Today in my Thermodynamics class, we learned about the general process of how a commercial refrigerator works. This process is referred to the Refrigeration Cycle. This most typical cycle consists of four components: compressor, condenser, evaporator, and expansion valve.
In this cycle, a refrigerant enters the compressor as a vapor, The vapor is compressed at constant entropy and exits the compressor superheated. The superheated vapor travels through the condenser which first cools and removes the superheat and then condenses the vapor into a liquid by removing additional heat at constant pressure and temperature. The liquid refrigerant goes through the expansion valve where its pressure decreases drastically. That results in a mixture of liquid and vapor at a lower temperature and pressure. The cold liquid-vapor mixture then travels through the evaporator coil or tubes and is completely vaporized by cooling the warm air being blown by a fan across the evaporator coil or tubes. The resulting refrigerant vapor returns to the compressor inlet to complete the thermodynamic cycle.

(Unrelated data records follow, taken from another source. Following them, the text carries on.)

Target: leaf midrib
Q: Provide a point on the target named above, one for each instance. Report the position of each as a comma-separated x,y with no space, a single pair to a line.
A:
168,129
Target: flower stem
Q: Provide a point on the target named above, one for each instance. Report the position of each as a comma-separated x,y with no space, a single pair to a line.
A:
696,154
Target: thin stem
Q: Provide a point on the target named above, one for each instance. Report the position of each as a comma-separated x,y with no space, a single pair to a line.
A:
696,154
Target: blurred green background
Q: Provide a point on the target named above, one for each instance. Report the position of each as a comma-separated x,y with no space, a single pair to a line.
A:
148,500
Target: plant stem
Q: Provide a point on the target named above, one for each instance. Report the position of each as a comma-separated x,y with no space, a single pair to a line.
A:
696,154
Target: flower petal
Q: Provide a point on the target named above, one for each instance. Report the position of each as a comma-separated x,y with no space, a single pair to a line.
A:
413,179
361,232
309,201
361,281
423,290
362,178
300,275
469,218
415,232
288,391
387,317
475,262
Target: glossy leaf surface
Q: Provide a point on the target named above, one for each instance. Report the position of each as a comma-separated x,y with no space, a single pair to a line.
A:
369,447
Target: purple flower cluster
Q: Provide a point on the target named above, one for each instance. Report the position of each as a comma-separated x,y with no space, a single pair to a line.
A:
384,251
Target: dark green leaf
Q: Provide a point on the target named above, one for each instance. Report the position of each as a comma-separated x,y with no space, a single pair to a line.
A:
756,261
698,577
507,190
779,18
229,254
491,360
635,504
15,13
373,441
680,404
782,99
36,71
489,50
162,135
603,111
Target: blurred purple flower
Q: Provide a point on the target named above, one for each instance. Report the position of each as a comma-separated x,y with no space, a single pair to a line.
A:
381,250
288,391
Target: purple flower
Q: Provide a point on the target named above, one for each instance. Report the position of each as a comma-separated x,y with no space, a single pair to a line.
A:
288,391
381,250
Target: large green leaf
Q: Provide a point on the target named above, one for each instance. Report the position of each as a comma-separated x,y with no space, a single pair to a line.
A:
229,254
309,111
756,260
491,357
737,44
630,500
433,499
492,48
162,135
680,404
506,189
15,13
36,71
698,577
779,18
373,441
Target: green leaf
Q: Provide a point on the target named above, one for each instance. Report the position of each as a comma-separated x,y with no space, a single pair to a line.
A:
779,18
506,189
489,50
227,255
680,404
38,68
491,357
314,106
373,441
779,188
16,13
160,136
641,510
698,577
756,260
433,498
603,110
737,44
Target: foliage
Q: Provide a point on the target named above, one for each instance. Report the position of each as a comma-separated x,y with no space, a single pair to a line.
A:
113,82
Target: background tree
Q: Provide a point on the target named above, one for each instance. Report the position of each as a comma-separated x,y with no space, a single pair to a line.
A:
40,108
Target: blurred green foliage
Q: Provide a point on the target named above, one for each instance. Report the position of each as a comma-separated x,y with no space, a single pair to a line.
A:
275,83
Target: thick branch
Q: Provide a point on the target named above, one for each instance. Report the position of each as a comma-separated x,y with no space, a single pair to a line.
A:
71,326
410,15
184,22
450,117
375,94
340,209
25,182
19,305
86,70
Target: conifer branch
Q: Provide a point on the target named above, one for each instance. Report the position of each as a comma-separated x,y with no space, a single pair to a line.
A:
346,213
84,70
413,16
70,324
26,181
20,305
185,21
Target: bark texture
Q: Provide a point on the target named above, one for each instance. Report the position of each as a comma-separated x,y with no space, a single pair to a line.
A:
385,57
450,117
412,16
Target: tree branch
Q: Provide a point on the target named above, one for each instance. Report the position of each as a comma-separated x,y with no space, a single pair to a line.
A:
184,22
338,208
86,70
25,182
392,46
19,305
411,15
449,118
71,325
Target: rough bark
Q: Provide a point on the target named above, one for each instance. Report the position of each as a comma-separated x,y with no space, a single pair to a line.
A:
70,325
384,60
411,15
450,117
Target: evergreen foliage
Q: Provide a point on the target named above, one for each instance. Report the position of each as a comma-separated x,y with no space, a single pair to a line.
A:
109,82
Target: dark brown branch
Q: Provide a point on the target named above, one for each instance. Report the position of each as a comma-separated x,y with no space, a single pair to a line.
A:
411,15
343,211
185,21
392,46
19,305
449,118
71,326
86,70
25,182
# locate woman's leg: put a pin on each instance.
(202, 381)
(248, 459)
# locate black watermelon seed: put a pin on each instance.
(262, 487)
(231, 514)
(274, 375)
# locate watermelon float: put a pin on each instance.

The Coefficient of Performance aka COP is found by taking the heat removed divided by the net work. In addition to the refrigeration cycle we were also briefed on the Rankine Cycle and the Brayton Cycle, all which were examples of how a thermodynamic cycle of a heat engine is able to convert heat into mechanical work. However, keep in mind a very important rule of the 2nd Principle of Thermodynamics: There is no process that the only change that will be produced is the transformation of heat to work!!!